To recap, as an AIOps admin, I was able to set up permissions across all my systems within a couple of hours and as a business user I was able to generate my business outcomes (analytical insights + multi-step workflow execution) within minutes using Vendia and Claude. If I had to set up and execute a multi-step workflow without Vendia – I would have had to connect to individual MCP servers, configure them (some systems might not even have an MCP server) and manage each of them individually. As the number of backend systems and API integration grow over time with MCP – this exposes security and compliance vulnerabilities with increased AI tool usage. 
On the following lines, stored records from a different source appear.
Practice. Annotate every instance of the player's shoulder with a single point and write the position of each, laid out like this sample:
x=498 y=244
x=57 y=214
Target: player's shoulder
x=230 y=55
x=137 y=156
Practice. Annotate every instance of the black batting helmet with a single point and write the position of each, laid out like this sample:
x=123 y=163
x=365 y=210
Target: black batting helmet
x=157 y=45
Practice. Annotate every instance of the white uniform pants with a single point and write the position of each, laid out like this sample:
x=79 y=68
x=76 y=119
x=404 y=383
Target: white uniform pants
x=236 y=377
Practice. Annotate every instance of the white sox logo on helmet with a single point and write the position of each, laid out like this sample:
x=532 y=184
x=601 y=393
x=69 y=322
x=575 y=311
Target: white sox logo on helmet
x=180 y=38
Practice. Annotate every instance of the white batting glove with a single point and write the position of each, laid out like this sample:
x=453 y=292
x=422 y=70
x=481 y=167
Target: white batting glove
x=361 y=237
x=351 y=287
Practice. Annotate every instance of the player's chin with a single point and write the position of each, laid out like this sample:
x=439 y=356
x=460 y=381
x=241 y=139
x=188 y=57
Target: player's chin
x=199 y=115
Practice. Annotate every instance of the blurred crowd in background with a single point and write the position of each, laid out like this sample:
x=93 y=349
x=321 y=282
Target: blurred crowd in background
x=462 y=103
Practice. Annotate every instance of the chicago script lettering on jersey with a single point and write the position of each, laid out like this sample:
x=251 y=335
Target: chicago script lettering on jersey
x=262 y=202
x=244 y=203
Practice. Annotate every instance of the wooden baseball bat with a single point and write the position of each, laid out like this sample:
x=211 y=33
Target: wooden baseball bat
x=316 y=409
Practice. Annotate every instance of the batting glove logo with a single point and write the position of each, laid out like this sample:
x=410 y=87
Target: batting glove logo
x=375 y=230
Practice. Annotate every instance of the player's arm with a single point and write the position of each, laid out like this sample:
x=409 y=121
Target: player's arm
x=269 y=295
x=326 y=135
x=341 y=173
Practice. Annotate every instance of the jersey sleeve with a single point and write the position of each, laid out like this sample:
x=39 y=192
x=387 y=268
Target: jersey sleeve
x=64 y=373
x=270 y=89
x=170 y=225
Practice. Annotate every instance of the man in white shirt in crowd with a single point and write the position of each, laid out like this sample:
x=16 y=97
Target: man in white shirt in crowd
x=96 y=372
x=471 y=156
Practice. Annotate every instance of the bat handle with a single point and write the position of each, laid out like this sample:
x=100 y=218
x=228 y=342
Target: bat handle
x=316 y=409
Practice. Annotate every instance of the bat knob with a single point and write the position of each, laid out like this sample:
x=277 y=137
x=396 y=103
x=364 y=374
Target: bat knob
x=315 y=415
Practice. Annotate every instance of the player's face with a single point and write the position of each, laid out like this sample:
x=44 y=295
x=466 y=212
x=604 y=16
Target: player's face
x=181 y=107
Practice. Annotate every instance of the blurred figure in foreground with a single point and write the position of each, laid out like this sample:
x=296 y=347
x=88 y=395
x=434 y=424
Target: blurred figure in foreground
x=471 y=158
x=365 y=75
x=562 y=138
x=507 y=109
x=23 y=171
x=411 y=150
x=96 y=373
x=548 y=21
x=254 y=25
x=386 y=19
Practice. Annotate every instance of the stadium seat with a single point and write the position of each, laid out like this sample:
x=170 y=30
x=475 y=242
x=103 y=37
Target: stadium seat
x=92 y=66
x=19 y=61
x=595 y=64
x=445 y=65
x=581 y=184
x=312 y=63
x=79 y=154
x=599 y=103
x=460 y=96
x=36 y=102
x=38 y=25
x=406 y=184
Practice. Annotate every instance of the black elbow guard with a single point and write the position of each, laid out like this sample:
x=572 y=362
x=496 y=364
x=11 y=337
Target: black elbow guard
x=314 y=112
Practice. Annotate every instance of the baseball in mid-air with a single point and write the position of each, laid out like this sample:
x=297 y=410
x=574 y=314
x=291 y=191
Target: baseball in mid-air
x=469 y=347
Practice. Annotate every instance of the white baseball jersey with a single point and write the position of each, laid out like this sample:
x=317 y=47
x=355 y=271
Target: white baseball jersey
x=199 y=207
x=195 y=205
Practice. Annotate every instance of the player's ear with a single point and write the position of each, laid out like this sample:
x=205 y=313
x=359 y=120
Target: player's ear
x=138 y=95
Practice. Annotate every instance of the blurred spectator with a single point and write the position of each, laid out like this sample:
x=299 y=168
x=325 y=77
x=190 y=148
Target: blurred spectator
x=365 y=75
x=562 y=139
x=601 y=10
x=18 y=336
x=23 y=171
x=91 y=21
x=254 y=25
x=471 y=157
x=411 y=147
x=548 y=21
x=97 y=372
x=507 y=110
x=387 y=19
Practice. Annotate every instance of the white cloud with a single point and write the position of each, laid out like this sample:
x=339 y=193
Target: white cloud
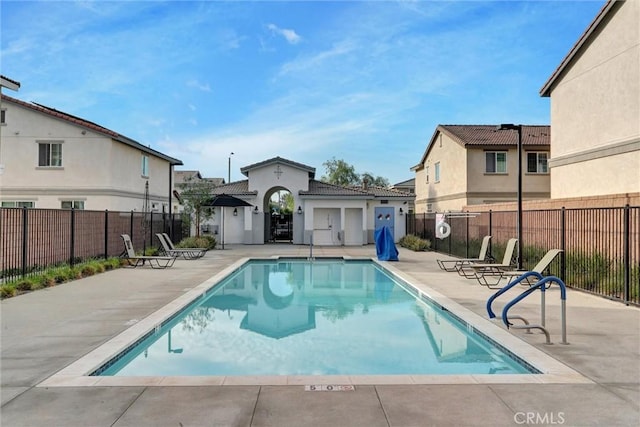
x=290 y=35
x=200 y=86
Vendia’s core philosophy is built on the foundation of enterprise governance. Understanding how your data is used is more important than ever once an LLM is in the picture. With our new Read and Write Receipts for Data, Vendia records every data interaction by AI agents on an immutable ledger. This provides a complete, tamper-proof audit trail that strengthens your governance and compliance reporting. You gain full visibility into every data interaction by downstream applications, like AI and analytics workloads, giving you an unprecedented level of transparency and control. 

To demonstrate Vendia’s value proposition related to MCP and AI governance, let us walk through some scenarios supported in Vendia. 

  • Disabling an API: In the screenshot below, we have disabled the Slack-Vendia-MCP API from the API catalog. Upon disabling the API, Vendia makes sure if any AI client is requesting access to that API will not be able to via security and governance controls. The desired behavior via the AI client, Claude is in this case should be to not be able to access the Slack-Vendia-MCP API.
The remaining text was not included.